Last Friday, we held our London Tech Week Panel Session on UK Cloud adoption, and while many in the audience were bleary-eyed and a little shell-shocked after staying up late to watch the results of the EU referendum, we had an engaging panel discussion about where we’re currently at with UK cloud adoption and where we’re heading. None of our panelists – which included cloud experts from techUK, Cisco, Behind Every Cloud and the 11:11 Systems customer Bluestone Financial Services – pretended to have deep insights about how the UK cloud industry landscape would change post-Brexit. They were still digesting the news just like everyone else and acknowledged that there are currently more questions than answers.

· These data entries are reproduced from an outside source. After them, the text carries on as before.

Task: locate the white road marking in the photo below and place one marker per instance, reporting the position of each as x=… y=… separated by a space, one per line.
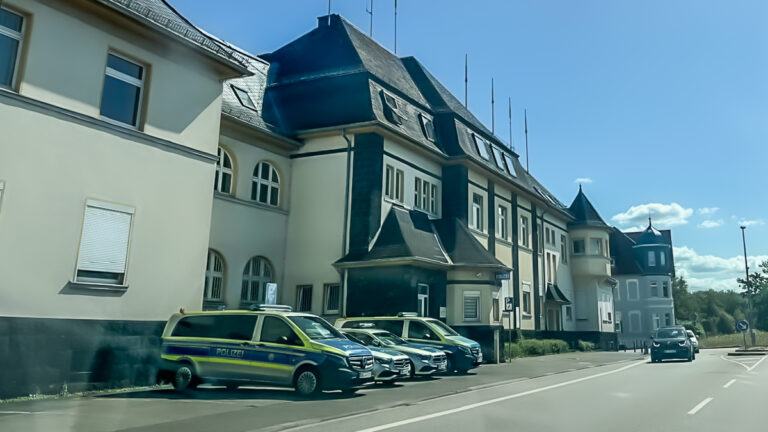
x=700 y=406
x=496 y=400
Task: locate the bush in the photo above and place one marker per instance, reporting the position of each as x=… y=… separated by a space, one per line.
x=585 y=345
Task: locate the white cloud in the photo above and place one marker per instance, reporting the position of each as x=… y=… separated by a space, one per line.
x=663 y=215
x=711 y=223
x=707 y=210
x=705 y=272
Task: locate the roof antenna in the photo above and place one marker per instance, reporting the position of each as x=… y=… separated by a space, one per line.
x=526 y=142
x=370 y=12
x=395 y=26
x=493 y=111
x=510 y=125
x=466 y=80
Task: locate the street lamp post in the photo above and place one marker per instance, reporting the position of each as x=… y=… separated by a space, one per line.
x=746 y=283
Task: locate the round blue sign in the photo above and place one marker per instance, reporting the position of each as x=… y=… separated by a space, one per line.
x=742 y=325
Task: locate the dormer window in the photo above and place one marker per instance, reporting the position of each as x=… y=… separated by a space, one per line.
x=427 y=127
x=244 y=98
x=510 y=165
x=392 y=108
x=482 y=150
x=497 y=158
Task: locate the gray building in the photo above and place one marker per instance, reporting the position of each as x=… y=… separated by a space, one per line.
x=643 y=264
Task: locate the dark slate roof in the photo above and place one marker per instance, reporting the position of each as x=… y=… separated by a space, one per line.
x=584 y=213
x=410 y=235
x=161 y=16
x=555 y=295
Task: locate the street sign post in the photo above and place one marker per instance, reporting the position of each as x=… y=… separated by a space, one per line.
x=743 y=326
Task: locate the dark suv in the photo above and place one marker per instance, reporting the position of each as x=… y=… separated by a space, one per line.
x=671 y=343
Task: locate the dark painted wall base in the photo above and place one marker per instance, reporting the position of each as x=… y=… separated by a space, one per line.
x=42 y=355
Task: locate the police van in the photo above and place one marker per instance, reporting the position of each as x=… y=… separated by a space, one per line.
x=270 y=345
x=462 y=353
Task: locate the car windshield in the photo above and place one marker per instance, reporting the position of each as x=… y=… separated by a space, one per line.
x=669 y=333
x=316 y=328
x=442 y=328
x=390 y=339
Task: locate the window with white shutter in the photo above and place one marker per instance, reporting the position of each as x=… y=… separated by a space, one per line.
x=104 y=243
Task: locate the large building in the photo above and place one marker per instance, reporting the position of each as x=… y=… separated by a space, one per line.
x=346 y=180
x=644 y=266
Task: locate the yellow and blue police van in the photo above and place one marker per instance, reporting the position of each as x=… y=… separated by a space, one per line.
x=268 y=345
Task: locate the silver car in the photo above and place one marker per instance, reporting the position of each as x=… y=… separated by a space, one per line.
x=424 y=360
x=694 y=341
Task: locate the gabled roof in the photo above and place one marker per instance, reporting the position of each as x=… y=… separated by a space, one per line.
x=161 y=16
x=584 y=213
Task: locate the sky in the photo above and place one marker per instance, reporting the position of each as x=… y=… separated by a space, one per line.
x=654 y=107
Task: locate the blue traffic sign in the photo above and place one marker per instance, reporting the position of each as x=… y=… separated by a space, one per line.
x=742 y=325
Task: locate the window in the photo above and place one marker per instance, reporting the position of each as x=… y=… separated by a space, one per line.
x=471 y=305
x=265 y=187
x=214 y=277
x=563 y=249
x=223 y=180
x=393 y=183
x=427 y=127
x=275 y=330
x=510 y=165
x=477 y=212
x=256 y=275
x=11 y=28
x=651 y=259
x=633 y=292
x=244 y=98
x=524 y=231
x=497 y=157
x=501 y=224
x=654 y=289
x=304 y=298
x=595 y=247
x=331 y=298
x=121 y=95
x=237 y=327
x=104 y=243
x=482 y=150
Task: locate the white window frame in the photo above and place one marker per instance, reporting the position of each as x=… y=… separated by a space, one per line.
x=212 y=274
x=257 y=181
x=18 y=36
x=221 y=170
x=108 y=71
x=636 y=284
x=477 y=212
x=326 y=296
x=478 y=308
x=111 y=207
x=260 y=277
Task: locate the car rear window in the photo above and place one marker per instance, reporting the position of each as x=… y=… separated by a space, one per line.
x=238 y=327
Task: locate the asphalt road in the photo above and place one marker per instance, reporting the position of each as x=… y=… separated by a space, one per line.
x=575 y=391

What our panelists did agree on, though, was that a post-Brexit UK – whenever that may become a reality – will not change a number of things in the cloud industry. The current focus on cloud security and compliance will continue. Whether UK businesses need to adhere to EU data protection mandates or other more local and global compliance regulations, the current investments that many forward-thinking IT leaders are making around cloud security and compliance will not go to waste. And, data sovereignty – already top of mind for many EMEA businesses – will become even more important in a post-Brexit world.
The very well-known and over-marketed English saying ‘Keep Calm and Carry On’, may well be good advice for UK IT leaders currently on their cloud adoption journeys. Keep innovating with the cloud and carry on with your due diligence around support, security and compliance, and data sovereignty. Engaging with cloud service providers that make security and compliance a priority, can ensure data sovereignty within UK borders and beyond, and are prepared to embark on a true partnership with customers to navigate the changes ahead will be essential. And, it is important to avoid putting the brakes on cloud adoption in what promises to be an even more competitive trading environment post-Brexit. At a time like this, the agility, scalability, cost savings, and flexibility that cloud computing can offer European businesses will be more important than ever – as long as you have the right cloud partner to help you work through the inevitable changes ahead.